Weitere Informationen zu der Performance "RED" finden Sie auf der Homepage.
Kämpfende Frauen als Kulturgut
Während der chinesischen Kulturrevolution sollte die Modelloper "Das rote Frauenbataillon" die Menschen ideologisch mit in die neue Zeit führen. Mit ihrem "Living Dance Studio" nimmt Choreographin Wen Hui diese nun als Ausgangspunkt für ihre Performance "RED" - und schaut damit auch auf das China von heute.

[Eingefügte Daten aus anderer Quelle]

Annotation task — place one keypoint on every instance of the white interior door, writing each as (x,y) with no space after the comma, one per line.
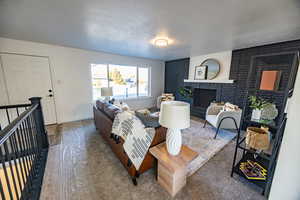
(29,76)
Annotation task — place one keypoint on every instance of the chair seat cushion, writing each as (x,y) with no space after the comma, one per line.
(212,119)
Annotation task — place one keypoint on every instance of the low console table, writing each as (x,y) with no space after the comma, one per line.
(172,170)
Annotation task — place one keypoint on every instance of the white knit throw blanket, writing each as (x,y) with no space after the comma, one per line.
(137,138)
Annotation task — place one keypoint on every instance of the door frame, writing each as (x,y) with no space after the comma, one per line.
(50,73)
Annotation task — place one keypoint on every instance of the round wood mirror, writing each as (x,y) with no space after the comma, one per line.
(212,67)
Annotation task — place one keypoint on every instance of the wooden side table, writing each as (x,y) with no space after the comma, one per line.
(172,170)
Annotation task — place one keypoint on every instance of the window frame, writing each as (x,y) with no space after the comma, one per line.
(137,79)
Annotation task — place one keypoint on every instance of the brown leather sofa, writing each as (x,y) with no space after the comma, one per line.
(104,114)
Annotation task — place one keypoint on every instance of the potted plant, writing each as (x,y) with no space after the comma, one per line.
(257,104)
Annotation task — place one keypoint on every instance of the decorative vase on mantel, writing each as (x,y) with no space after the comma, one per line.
(256,114)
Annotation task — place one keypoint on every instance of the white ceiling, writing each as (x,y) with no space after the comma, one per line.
(127,27)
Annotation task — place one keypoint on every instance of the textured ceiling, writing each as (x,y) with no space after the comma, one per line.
(127,27)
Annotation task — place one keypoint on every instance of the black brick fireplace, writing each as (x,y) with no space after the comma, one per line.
(205,93)
(203,97)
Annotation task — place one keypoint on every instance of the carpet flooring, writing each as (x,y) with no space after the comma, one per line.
(82,166)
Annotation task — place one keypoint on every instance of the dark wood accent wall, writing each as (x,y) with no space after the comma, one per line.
(240,65)
(177,70)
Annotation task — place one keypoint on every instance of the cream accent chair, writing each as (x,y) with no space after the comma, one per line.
(221,119)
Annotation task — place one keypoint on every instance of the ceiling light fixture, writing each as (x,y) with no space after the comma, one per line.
(161,42)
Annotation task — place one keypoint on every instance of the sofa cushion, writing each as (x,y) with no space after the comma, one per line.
(100,104)
(147,119)
(110,110)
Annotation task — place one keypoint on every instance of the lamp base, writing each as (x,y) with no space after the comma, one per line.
(173,141)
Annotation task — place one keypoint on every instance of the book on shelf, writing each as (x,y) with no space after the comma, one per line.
(253,170)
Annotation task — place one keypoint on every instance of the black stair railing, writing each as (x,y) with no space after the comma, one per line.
(23,152)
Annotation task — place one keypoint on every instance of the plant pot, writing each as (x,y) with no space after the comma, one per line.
(256,114)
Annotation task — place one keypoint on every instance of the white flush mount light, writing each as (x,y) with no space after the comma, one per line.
(161,42)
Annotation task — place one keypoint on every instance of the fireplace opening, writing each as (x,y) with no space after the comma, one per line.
(203,97)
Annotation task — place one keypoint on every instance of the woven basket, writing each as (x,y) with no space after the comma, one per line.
(257,138)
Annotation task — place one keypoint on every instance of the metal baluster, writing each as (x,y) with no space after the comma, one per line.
(15,161)
(6,175)
(26,154)
(34,135)
(37,136)
(20,158)
(18,111)
(30,148)
(31,131)
(22,149)
(7,114)
(8,156)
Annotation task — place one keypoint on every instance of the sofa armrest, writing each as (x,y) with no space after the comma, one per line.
(160,136)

Kollektives Erinnern beginnt, wenn die vier Tänzerinnen zum Leben erwachen, die da wie eingefroren auf das Publikum warten – rot ist der Vorhang, vor dem sie stehen, und ideologisch noch viel röter sind die Szenen, die in Videos und Einzelbildern auf diesem Vorhang eine der Legenden der chinesischen Kulturrevolution beschwören: "Das rote Frauenbataillon", eines jener "Modellstücke", die Mao Zedongs Gattin Quiang Quing höchst persönlich kreierte, um Schluss zu machen mit den Traditionen von Schauspiel, Oper und Tanz in China. Das ist gut ein halbes Jahrhundert her – aber der politische Um- und Aufbruch jener Epoche ist ja auf unterschiedlichste Weise präsent in den Köpfen der Überlebenden wie der Nachgeborenen. Das 1994 gegründete "Living Dance Studio" der Choreographin Wen Hui nutzt "Das rote Frauenbataillon" als Ausgangspunkt für den aktuellen Blick auf Leben und Kunst im China von heute.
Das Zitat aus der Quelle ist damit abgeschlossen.